El disco duro es uno de los elementos centrales de nuestro ordenador. Indistintamente de si es sobremesa o portátil, todos los ordenadores disponen de al menos un disco duro o de almacenamiento, puesto que los SSD, mal llamados discos duros SSD, también son dispositivos de almacenamiento pero no son un disco duro tradicional.
Los más extendidos actualmente están formados por platos apilados en torno a un eje y una serie de cabezales que escriben y acceden a la información grabándola y leyéndola directamente en esos platos.
Desde los IDE a los discos duros SATA, un tipo de conexión, la evolución ha sido imparable tanto en la velocidad de lectura y escritura como en la de transmisión de datos (mucho más rápida en los SATA) y sobre todo en la capacidad de almacenamiento.
Si hace 15 años lo normal era tener un disco duro de 20GB, en la actualidad es muy común que el usuario medio disponga de un disco duro externo de 1TB, o incluso de 2TB, además de los discos que monte en el interior de su PC. 1 Terabyte son 1024 Gigabytes, por lo que queda claro en este aspecto el tremendo avance que se ha realizado.
Los ‘discos duros SSD’ son llamados así por ser un medio de almacenamiento, pero no están formados por discos ni platos, asemejándose más a una memoria USB, pero con una tasa de lectura y escritura y capacidad mucho mayor.
Esta tecnología lleva unos años en el mercado y poco a poco se va asentando, haciendo que los ssd cada vez cobren más protagonismo, sobre todo en los ambientes más exigentes como en el gaming y en entornos profesionales como el diseño y la ingeniería.

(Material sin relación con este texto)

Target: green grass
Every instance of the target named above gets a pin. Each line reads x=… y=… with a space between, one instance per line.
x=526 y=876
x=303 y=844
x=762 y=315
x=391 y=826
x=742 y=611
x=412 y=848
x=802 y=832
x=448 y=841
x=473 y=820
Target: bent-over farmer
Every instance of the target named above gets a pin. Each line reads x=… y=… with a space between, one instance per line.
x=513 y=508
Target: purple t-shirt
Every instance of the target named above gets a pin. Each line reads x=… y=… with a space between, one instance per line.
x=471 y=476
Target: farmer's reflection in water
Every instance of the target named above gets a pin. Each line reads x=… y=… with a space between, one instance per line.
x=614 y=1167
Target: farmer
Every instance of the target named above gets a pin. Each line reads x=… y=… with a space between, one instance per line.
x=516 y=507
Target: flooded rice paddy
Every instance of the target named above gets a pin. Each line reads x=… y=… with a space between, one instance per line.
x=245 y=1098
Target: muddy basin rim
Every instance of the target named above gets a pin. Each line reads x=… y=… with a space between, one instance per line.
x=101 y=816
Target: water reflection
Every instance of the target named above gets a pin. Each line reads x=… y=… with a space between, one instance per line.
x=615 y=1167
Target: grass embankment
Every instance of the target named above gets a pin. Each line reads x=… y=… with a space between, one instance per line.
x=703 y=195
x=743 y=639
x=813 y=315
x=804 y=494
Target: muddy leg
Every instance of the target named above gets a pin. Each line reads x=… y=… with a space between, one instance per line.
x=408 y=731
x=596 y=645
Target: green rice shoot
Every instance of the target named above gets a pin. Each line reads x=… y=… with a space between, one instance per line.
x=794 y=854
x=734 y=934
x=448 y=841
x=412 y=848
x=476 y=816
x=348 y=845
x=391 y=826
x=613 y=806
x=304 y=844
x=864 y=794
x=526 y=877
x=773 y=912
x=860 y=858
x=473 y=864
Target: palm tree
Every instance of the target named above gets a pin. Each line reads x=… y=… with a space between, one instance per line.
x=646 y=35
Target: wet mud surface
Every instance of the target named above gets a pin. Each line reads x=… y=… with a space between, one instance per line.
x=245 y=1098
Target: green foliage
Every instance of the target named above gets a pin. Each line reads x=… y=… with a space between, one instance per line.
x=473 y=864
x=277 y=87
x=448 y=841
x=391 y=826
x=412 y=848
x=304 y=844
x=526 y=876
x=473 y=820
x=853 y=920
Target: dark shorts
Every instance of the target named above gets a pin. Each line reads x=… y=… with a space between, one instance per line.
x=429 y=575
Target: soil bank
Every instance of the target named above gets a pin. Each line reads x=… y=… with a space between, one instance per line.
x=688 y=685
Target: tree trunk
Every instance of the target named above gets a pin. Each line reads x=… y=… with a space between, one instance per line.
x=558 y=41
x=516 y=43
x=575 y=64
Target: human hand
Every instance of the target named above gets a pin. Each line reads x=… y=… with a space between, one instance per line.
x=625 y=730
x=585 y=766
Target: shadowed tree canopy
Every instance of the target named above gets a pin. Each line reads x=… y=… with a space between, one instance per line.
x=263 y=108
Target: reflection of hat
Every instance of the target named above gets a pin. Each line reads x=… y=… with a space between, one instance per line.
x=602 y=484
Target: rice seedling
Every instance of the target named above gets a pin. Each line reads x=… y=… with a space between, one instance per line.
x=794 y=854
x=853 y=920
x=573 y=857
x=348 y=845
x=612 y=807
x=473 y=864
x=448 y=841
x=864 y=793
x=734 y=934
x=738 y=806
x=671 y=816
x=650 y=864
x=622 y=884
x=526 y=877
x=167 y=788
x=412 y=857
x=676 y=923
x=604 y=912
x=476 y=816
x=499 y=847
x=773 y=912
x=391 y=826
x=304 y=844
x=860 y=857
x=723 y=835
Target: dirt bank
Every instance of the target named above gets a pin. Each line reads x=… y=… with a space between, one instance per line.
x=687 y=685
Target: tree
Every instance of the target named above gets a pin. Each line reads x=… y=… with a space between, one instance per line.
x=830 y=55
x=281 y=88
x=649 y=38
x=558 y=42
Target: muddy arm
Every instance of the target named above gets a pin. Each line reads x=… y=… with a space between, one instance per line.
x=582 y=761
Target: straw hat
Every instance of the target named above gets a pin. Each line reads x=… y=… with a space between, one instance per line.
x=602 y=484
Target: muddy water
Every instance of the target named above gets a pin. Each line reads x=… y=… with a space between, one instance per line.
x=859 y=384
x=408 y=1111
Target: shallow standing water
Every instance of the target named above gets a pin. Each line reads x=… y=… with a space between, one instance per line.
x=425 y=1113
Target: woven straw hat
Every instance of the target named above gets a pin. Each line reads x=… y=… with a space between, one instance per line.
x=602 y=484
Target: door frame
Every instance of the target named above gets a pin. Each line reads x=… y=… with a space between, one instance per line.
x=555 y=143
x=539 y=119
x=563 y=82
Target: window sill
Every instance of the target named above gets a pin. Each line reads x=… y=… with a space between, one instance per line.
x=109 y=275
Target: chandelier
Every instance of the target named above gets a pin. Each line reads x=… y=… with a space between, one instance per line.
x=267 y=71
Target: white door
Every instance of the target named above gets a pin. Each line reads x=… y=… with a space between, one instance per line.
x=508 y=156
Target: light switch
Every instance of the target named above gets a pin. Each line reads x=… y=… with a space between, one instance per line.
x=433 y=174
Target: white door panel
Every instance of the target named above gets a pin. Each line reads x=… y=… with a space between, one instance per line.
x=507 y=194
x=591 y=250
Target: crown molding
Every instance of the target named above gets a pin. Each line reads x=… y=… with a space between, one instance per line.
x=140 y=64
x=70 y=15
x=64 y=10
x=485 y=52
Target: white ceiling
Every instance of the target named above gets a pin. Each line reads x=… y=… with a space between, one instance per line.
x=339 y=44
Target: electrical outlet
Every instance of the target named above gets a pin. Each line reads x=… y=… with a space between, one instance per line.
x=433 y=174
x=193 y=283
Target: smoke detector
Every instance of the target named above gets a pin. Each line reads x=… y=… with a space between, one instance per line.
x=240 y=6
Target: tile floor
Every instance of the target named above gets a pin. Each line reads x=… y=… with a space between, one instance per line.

¿Cuáles son los diferentes tipos de discos duros?
A lo largo de varios años, como ha ocurrido con toda la tecnología, los discos duros han evolucionado muchísimo tanto en tamaño, prestaciones, estructura, modo de almacenamiento y mucho más.
Eso sí, lo que no ha cambiado hasta la fecha es que pueden ser internos, dentro del ordenador, o externos, que se conectan al equipo mediante USB, por ejemplo.
Ahora bien, dentro de esta categoría existen diferentes tipos de discos duros de los que toca hablar a continuación.
En total se dividen en 5 categorías diferentes:
PATA
Estos fueron los primeros discos duros del mercado, concretamente en 1986, y desde hace más de 30 años ofrecen una tecnología capaz de conectar discos duros y otros dispositivos a un ordenador.
Los discos PATA destacan por una transferencia de datos de 133MB/s, se pueden conectar a un máximo de 2 dispositivos y almacenan datos mediante el uso del magnetismo.
SATA
Las unidades SATA vinieron a ser el reemplazo de los discos PATA en ordenadores de sobremesa y portátiles.
La única diferencia está en la interfaz, ya que el método de conexión a un ordenador es prácticamente el mismo.
SCSI
La principal bondad de estos discos duros es que se pueden conectar de forma interna o externa al equipo y te pueden servir para operaciones 24/7, mejor escalabilidad y flexibilidad y son muy útiles para almacenar y mover grandes cantidades de datos.
Eso sí, los discos duros SCSI utilizan la interfaz del sistema de pequeños ordenadores para conectarse al PC, por lo que tienen que ser eliminados al final del proceso.
HDD
Una unidad de disco duro HDD es un dispositivo de almacenamiento no volátil que guarda la información en el equipo de manera permanente.
SDD
Por último, los discos duros SDD son lo último en la industria de la informática.
Su principal virtud es que son diferentes a otros discos duros, ya que hacen uso de memoria flash en vez de partes móviles o magnetismo.
Lo que consigue con esto es un acceso más rápido a los datos, menores tiempos de transferencia, durabilidad y menos uso de energía.
La clave está, sobre todo, en sus conexiones M2 que pueden alcanzar velocidades de lectura de hasta 2,5 Gbps.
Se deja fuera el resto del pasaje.